I literally created my account just to reply to this thread and combat a very dangerous and ignorant idea I saw here.
The intake manifold does NOT act as a heat sink for Saab 9-3 ECUs. After 15 minutes of driving the ECU's external temperature is 90 degrees F, while the intake header is at about 130 degrees. Do the math. The intake continues to rise as the vehicle runs and the ECU always follows it. Here's another experiment. If you shut off your car, the ECU will continue to climb in temperature until it finally reaches the temp of the intake. Then both will slowly cool together. If you remove the ECU, it will cool to room temperature fairly quickly. Hence, the internal ECU components are not the dominant heat source.

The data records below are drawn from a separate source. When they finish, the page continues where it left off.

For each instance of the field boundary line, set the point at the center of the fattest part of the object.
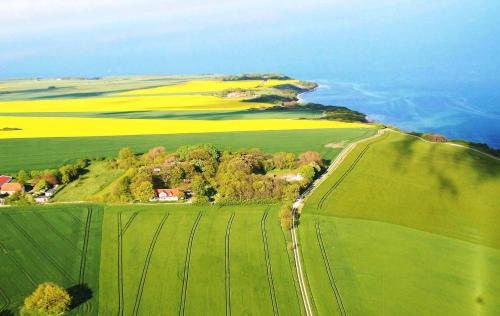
(83, 260)
(187, 261)
(295, 209)
(449, 143)
(86, 306)
(120, 264)
(18, 265)
(39, 249)
(145, 268)
(342, 177)
(267, 259)
(7, 300)
(129, 222)
(329, 271)
(227, 264)
(297, 290)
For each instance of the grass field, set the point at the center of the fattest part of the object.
(196, 260)
(59, 244)
(53, 152)
(406, 234)
(91, 185)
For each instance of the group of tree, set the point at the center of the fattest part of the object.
(212, 174)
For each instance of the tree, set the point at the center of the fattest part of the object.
(310, 156)
(144, 192)
(41, 185)
(68, 173)
(286, 217)
(47, 299)
(19, 198)
(126, 158)
(51, 176)
(22, 177)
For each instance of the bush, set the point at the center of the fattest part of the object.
(286, 217)
(47, 299)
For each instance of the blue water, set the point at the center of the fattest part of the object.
(458, 111)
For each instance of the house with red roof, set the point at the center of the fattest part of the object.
(4, 179)
(169, 194)
(11, 188)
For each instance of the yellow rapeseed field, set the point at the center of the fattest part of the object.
(128, 103)
(31, 127)
(204, 86)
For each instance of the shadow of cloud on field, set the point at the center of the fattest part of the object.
(484, 167)
(79, 293)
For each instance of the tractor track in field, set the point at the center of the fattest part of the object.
(55, 231)
(86, 307)
(7, 301)
(185, 277)
(145, 268)
(328, 268)
(308, 306)
(342, 177)
(37, 246)
(297, 290)
(129, 222)
(18, 265)
(227, 262)
(120, 263)
(270, 279)
(348, 171)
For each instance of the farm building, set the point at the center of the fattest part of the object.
(169, 194)
(4, 179)
(11, 188)
(42, 199)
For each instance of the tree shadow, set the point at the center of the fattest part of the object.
(79, 293)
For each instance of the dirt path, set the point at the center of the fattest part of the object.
(298, 203)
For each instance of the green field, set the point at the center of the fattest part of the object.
(196, 260)
(399, 229)
(193, 259)
(91, 185)
(44, 153)
(58, 243)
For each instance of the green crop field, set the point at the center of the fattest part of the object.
(58, 243)
(90, 185)
(196, 260)
(399, 229)
(41, 153)
(193, 259)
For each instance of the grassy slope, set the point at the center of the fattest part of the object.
(90, 185)
(407, 234)
(53, 152)
(205, 290)
(42, 244)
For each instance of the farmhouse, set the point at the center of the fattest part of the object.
(11, 188)
(42, 199)
(169, 194)
(4, 179)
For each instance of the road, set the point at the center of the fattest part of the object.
(295, 209)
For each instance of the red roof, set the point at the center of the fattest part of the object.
(169, 192)
(4, 179)
(14, 186)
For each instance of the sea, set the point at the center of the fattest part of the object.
(469, 111)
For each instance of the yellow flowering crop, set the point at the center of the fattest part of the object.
(31, 127)
(204, 86)
(128, 103)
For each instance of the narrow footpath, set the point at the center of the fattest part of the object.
(295, 209)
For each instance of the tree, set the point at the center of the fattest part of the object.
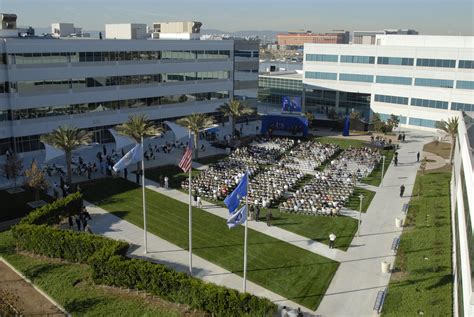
(68, 139)
(450, 127)
(138, 127)
(235, 109)
(36, 180)
(196, 122)
(13, 166)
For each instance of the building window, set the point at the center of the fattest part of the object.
(428, 62)
(437, 104)
(428, 82)
(466, 64)
(391, 99)
(357, 59)
(321, 58)
(462, 106)
(422, 122)
(464, 84)
(321, 75)
(393, 80)
(395, 61)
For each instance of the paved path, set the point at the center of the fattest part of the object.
(354, 287)
(164, 252)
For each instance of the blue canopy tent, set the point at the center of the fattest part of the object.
(298, 124)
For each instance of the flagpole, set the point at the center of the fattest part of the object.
(190, 215)
(143, 195)
(246, 232)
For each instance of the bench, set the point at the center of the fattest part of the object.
(405, 207)
(379, 301)
(395, 244)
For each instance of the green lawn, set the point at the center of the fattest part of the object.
(292, 272)
(15, 205)
(316, 228)
(174, 173)
(354, 200)
(72, 287)
(423, 281)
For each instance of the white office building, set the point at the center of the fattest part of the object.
(97, 84)
(421, 79)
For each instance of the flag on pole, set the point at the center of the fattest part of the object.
(132, 156)
(186, 160)
(237, 218)
(232, 201)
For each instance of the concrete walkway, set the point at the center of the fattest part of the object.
(166, 253)
(354, 287)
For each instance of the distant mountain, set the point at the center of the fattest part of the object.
(269, 35)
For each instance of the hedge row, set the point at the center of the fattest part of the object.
(64, 244)
(177, 287)
(51, 213)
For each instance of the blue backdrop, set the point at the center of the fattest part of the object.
(285, 123)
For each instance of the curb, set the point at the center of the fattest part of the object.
(39, 290)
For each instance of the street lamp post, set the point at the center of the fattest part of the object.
(383, 169)
(361, 197)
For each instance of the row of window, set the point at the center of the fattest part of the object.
(34, 113)
(384, 60)
(427, 103)
(78, 83)
(76, 57)
(391, 99)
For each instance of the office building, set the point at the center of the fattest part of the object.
(97, 84)
(421, 79)
(299, 38)
(368, 37)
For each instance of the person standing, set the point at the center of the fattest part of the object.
(269, 217)
(402, 190)
(332, 239)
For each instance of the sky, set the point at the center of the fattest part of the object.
(437, 17)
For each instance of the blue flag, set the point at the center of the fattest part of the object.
(233, 199)
(237, 218)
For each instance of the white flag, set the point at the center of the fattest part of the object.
(132, 156)
(237, 218)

In summary, the much hotter intake manifold is BY NO MEANS a heat-sink for the ECU. The intense heat and vibration of the intake header is why the 9-3 ECUs die so quickly!!! There is even a small private market of cooling solutions for the ECU. Most common are plates with spacers to offset the ECU from the header. In Taiwan and China people even re-locate the ECU to the front subframe near the radiator. Nylon spacers, as long as they can handle the engine temp, should be fine. When I get my new ECU (old one overheated while bolted to intake) I'm going to relocate to the frame and might even add a CPU fan just to be stupid safe. I would relocate all the way to the airbox or battery if wiring was less of a pain.
Please, for the love of all Saabs, do NOT discourage people from protecting their ECUs as supton has done. Intake headers are not ECU heat sinks!!!
P.S. if you do offset your ECU, make sure to firmly re-attach the ground wire. I've seen people forget about that and it doesn't end well.